In 2007 when Ponderosa Stomp Director Ira Padnos was looking for a band to back the Hombres’ B. B. Cunningham on the iconic 1967 hit “Let It Out (Let It All Hang Out)” for a New Orleans gig, he looked to his longtime conspirator and production manager Lefty Parker (Fireball Rockett) to put together the group. Parker recruited his friends and Hombres fans Todd Mathers (Guitar Lightning Lee’s Thunder Band), King Louie (Royal Pendletons) and Mitch Palmer (the Haunted Hearts).
After backing such luminaries as Filmore Slim, Chick Willis, Ralph “Soul” Jackson and Herman Hitson, the band moved forward and started working towards gigs of their own, borrowing their name from Earl King’s “Those Lonely, Lonely Nights.” Due to Lefty’s background as a player in the late Ernie K-Doe’s band and his relationship with famed New Orleans music mastermind Antoinette K-Doe, the Lonely Lonely Knights began playing gigs at the Mother-in-Law Lounge.
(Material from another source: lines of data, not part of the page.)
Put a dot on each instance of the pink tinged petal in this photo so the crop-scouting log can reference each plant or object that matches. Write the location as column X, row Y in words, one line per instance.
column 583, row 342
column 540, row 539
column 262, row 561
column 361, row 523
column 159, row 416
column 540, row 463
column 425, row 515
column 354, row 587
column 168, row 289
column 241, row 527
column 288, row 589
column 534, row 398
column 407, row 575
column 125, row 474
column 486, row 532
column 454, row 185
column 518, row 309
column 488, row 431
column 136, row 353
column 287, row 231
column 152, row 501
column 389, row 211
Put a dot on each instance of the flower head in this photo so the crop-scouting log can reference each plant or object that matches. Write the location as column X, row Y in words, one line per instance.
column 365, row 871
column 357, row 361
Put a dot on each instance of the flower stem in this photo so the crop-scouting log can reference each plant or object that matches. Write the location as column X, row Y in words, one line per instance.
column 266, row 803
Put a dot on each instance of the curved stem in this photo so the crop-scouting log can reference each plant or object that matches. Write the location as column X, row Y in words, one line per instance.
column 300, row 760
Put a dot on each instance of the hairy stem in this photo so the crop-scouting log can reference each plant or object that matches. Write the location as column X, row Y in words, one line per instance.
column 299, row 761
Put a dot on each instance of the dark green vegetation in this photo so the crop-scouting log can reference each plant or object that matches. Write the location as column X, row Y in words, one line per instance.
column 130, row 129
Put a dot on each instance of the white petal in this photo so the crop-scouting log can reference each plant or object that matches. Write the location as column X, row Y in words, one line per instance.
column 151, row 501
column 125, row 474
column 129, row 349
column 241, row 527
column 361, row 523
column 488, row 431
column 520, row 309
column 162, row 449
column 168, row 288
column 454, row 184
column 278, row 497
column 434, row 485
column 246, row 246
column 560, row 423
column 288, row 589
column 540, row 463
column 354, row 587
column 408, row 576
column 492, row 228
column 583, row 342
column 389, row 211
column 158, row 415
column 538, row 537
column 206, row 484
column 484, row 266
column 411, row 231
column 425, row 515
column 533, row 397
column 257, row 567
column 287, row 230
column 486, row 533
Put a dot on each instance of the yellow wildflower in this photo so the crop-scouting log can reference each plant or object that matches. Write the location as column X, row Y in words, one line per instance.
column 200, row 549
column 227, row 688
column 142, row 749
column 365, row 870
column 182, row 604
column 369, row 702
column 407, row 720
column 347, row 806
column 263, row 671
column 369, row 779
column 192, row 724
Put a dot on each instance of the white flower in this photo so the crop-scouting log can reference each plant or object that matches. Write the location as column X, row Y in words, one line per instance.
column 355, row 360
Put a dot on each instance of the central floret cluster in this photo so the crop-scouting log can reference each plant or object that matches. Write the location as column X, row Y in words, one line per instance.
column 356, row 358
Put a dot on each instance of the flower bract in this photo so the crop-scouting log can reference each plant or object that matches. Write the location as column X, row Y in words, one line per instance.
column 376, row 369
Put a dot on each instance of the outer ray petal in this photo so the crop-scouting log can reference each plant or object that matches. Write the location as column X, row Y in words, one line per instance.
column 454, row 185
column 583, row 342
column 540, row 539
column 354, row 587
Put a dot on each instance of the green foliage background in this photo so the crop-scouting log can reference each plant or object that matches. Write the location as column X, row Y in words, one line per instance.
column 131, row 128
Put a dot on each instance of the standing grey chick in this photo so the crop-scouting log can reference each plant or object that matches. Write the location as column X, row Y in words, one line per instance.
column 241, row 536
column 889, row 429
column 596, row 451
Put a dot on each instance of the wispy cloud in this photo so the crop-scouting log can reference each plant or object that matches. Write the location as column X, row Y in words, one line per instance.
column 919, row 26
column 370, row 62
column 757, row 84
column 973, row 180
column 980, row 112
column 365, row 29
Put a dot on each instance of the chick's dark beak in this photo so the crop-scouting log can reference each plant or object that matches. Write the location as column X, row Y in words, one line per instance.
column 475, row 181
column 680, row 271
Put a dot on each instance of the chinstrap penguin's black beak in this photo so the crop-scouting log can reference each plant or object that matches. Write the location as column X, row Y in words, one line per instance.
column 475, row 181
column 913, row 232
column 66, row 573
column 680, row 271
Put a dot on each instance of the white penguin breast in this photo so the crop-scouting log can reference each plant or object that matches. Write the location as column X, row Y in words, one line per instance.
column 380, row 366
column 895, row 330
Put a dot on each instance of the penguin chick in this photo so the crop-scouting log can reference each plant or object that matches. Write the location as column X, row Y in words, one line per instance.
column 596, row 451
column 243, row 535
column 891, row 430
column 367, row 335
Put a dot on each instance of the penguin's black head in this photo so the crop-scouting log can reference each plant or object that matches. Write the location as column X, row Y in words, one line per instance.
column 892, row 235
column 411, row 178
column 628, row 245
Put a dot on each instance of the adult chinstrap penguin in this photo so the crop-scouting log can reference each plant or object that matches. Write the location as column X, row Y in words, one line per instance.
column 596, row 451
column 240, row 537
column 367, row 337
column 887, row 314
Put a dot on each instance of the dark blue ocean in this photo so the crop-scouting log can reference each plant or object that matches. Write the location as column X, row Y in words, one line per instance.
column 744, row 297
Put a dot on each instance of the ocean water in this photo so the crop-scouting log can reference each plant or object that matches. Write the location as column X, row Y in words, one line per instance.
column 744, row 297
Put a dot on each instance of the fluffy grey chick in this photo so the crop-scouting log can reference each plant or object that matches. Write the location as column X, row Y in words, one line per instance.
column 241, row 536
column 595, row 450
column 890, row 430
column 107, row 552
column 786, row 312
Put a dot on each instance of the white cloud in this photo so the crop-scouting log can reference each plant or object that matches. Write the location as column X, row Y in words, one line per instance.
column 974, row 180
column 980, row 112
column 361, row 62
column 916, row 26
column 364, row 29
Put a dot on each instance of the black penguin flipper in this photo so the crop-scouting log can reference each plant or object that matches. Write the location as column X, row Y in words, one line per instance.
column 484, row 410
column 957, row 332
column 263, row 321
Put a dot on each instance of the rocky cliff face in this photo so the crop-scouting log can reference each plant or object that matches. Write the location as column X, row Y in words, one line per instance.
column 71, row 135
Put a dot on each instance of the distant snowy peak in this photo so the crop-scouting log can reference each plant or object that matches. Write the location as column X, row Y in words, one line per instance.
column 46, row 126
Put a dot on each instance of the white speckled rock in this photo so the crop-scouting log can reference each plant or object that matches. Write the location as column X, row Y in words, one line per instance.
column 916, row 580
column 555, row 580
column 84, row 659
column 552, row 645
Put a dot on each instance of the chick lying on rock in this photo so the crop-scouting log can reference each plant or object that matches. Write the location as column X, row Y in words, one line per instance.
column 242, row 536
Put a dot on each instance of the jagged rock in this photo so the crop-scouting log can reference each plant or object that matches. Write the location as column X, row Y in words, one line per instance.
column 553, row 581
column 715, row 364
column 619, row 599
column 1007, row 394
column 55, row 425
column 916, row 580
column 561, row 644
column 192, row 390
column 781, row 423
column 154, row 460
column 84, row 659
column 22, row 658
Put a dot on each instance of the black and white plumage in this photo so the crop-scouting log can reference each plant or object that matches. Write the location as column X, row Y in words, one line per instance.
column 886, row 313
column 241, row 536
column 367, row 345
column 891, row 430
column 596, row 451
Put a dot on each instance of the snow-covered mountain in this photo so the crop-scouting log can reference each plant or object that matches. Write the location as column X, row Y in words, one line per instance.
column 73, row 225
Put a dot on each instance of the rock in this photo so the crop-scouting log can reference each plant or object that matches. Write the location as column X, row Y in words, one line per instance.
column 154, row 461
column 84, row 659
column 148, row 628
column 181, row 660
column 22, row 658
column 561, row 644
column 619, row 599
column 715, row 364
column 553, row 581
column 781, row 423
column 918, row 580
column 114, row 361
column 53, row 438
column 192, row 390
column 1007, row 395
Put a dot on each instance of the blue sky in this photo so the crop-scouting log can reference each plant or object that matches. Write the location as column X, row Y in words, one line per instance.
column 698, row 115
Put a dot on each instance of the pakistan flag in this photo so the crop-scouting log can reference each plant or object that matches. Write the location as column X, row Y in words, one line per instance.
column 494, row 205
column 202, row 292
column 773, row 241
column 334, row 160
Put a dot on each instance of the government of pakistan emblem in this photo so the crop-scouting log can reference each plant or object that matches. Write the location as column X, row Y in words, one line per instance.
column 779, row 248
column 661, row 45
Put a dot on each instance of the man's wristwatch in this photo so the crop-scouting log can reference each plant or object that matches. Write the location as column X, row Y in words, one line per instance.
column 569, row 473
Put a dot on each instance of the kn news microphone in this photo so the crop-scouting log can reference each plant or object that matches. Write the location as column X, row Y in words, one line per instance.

The Lonely Lonely Knights sound evolved when they added D.C. Harbold (Clockwork Elvis) on guitar — replacing Mitch Palmer (who occasionally still sits in on piano) — and Jon Rans (Mytsic Groovies, Billy Ding’s Hot Wings) on drums to their current lineup. They play a style of blues-based, guitar rock that is uncommon today. On Tuesday evenings, the Knights hone their chops on stage at the world-famous Saturn Bar, often jamming with other local performers such as Guitar Lightnin’ Lee, Julien Fried (Missing Monuments), Quintron and even Kermit Ruffins.
Studied in the history of New Orleans music but with diverse musical roots and influences that include the Flaming Groovies, Pink Faries, MC5 and Status Quo, the Lonely Lonely Knights developed a following in the Bywater as a fun, relaxed party band. Their sets are often split between originals and rare covers from artists like Love, Sky Saxon’s Seeds, the Kinks and whatever else they feel like playing. The Knights also recently played the 2010 Ponderosa Stomp with Sammy Ridgely at the House of Blues, New Orleans. This weekend they play Frenchman Street’s d.b.a. for the first time.